NASA’s Dawn spacecraft has become the first mission to achieve orbit around a dwarf planet. The spacecraft was approximately 38,000 miles (61,000 kilometers) from Ceres when it was captured by the dwarf planet’s gravity at about 4:39 a.m. PST (7:39 a.m. EST) Friday.

Mission controllers at NASA’s Jet Propulsion Laboratory (JPL) in Pasadena, California received a signal from the spacecraft at 5:36 a.m. PST (8:36 a.m. EST) that Dawn was healthy and thrusting with its ion engine, the indicator Dawn had entered orbit as planned.

Ceres is seen from NASA’s Dawn spacecraft on March 1, just a few days before the mission achieved orbit around the previously unexplored dwarf planet. The image was taken at a distance of about 30,000 miles (about 48,000 kilometers).
Image Credit: NASA/JPL-Caltech/UCLA/MPS/DLR/IDA

In addition to being the first spacecraft to visit a dwarf planet, Dawn also has the distinction of being the first mission to orbit two extraterrestrial targets. From 2011 to 2012, the spacecraft explored the giant asteroid Vesta, delivering new insights and thousands of images from that distant world. Ceres and Vesta are the two most massive residents of our solar system’s main asteroid belt between Mars and Jupiter.

The most recent images received from the spacecraft, taken on March 1 show Ceres as a crescent, mostly in shadow because the spacecraft’s trajectory put it on a side of Ceres that faces away from the sun until mid-April. When Dawn emerges from Ceres’ dark side, it will deliver ever-sharper images as it spirals to lower orbits around the planet.

Using its ion propulsion system, Dawn will entered orbit around Ceres on March 6. As scientists receive better and better views of the dwarf planet over the next 16 months, they hope to gain a deeper understanding of its origin and evolution by studying its surface. The intriguing bright spots and other interesting features of this captivating world will come into sharper focus.

This image was taken by NASA’s Dawn spacecraft of dwarf planet Ceres on Feb. 19 from a distance of nearly 29,000 miles (46,000 kilometers). It shows that the brightest spot on Ceres has a dimmer companion, which apparently lies in the same basin. Image Credit: NASA/JPL-Caltech/UCLA/MPS/DLR/IDAM

“The brightest spot continues to be too small to resolve with our camera, but despite its size it is brighter than anything else on Ceres. This is truly unexpected and still a mystery to us,” said Andreas Nathues, lead investigator for the framing camera team at the Max Planck Institute for Solar System Research, Gottingen, Germany.

Dawn visited the giant asteroid Vesta from 2011 to 2012, delivering more than 30,000 images of the body along with many other measurements, and providing insights about its composition and geological history. Vesta has an average diameter of 326 miles (525 kilometers), while Ceres has an average diameter of 590 miles (950 kilometers). Vesta and Ceres are the two most massive bodies in the asteroid belt, located between Mars and Jupiter.

Ceres Mission Plan

Dawn will make its first full characterization of Ceres later in April, at an altitude of about 8,400 miles (13,500 kilometers) above the icy surface. Then, it will spiral down to an altitude of about 2,750 miles (4,430 kilometers), and obtain more science data in its survey science orbit. This phase will last for 22 days, and is designed to obtain a global view of Ceres with Dawn’s framing camera, and global maps with the visible and infrared mapping spectrometer (VIR).

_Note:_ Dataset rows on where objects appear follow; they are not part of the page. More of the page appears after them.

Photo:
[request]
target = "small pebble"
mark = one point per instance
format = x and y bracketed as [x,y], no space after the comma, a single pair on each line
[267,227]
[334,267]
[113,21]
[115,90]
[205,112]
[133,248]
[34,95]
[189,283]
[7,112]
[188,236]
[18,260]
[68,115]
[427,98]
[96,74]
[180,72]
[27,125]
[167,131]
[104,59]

Dawn will then continue to spiral its way down to an altitude of about 920 miles (1,480 kilometers), and in August 2015 will begin a two-month phase known as the high-altitude mapping orbit. During this phase, the spacecraft will continue to acquire near-global maps with the VIR and framing camera at higher resolution than in the survey phase. The spacecraft will also image in “stereo” to resolve the surface in 3-D.

Then, after spiraling down for two months, Dawn will begin its closest orbit around Ceres in late November, at a distance of about 233 miles (375 kilometers). The dance at low-altitude mapping orbit will be a long waltz — three months — and is specifically designed to acquire data with Dawn’s gamma ray and neutron detector (GRaND) and gravity investigation. GRaND will reveal the signatures of the elements on and near the surface. The gravity experiment will measure the tug of the dwarf planet, as monitored by changes in the high-precision radio link to NASA’s Deep Space Network on Earth.

At this low-altitude mapping orbit, Dawn will begin using a method of pointing control that engineers have dubbed “hybrid” mode because it utilizes a combination of reaction wheels and thrusters to point the spacecraft. Up until this final mission phase, Dawn will have used just the small thruster jets, which use a fuel called hydrazine, to control its orientation and pointing. While it is possible to explore Ceres completely using only these jets, mission managers want to conserve precious fuel. At this lowest orbit, using two of the reaction wheels to help with pointing will provide the biggest hydrazine savings. So Dawn will be spinning up two of the gyroscope-like devices to aid the thrusters.

Why Vesta and Ceres?

Caught up in a cosmic tug of war between the Sun and Jupiter, two of the largest inhabitants of the main asteroid belt, Vesta and Ceres, survived the collisional environment of the region and have remained intact since their formations. Furthermore, evidence shows that each has distinct characteristics; therefore, each must have followed a different evolutionary path. Vesta appears to be dry, evolved, and differentiated with surface features ranging from basaltic lava flows to a deep crater near its southern pole. Ceres, in contrast, has a dusty, clay-like surface and evidence of water, which has led scientists to suspect the presence of a thick water-ice mantle. Vesta’s physical characteristics reflect those of the inner planets, whereas Ceres’ are more like the icy moons of the outer planets. By studying these contrasts and comparing these two minor planets, scientists will develop an understanding of the transition from the rocky inner regions to the icy outer regions of the Solar System.

New Views of Old Worlds

The Dawn mission marks the first time a spacecraft will orbit a body in the main asteroid belt and the first time a spacecraft will orbit two targets, enabling a detailed and intensive study of both. Dawn thus uses the same suite of instruments to gather comparative data on Vesta and Ceres. Aboard the spacecraft, the science payload consists of two cameras, a visible and infrared mapping spectrometer to reveal the surface minerals, and a gamma ray and neutron spectrometer to determine the elements that make up the outer parts of the asteroids. The spacecraft also will be used to measure the gravity field, thereby revealing details of these asteroids’ interiors. With the data from these systems, scientists will study surface features and the complex and varied landscapes, gaining valuable new insights into the internal structure of these ancient worlds. What role did size have in determining how planets evolved throughout the Solar System? How did water affect the process of planetary formation? Data gathered during the Dawn mission will help scientists uncover the answers to these and other questions.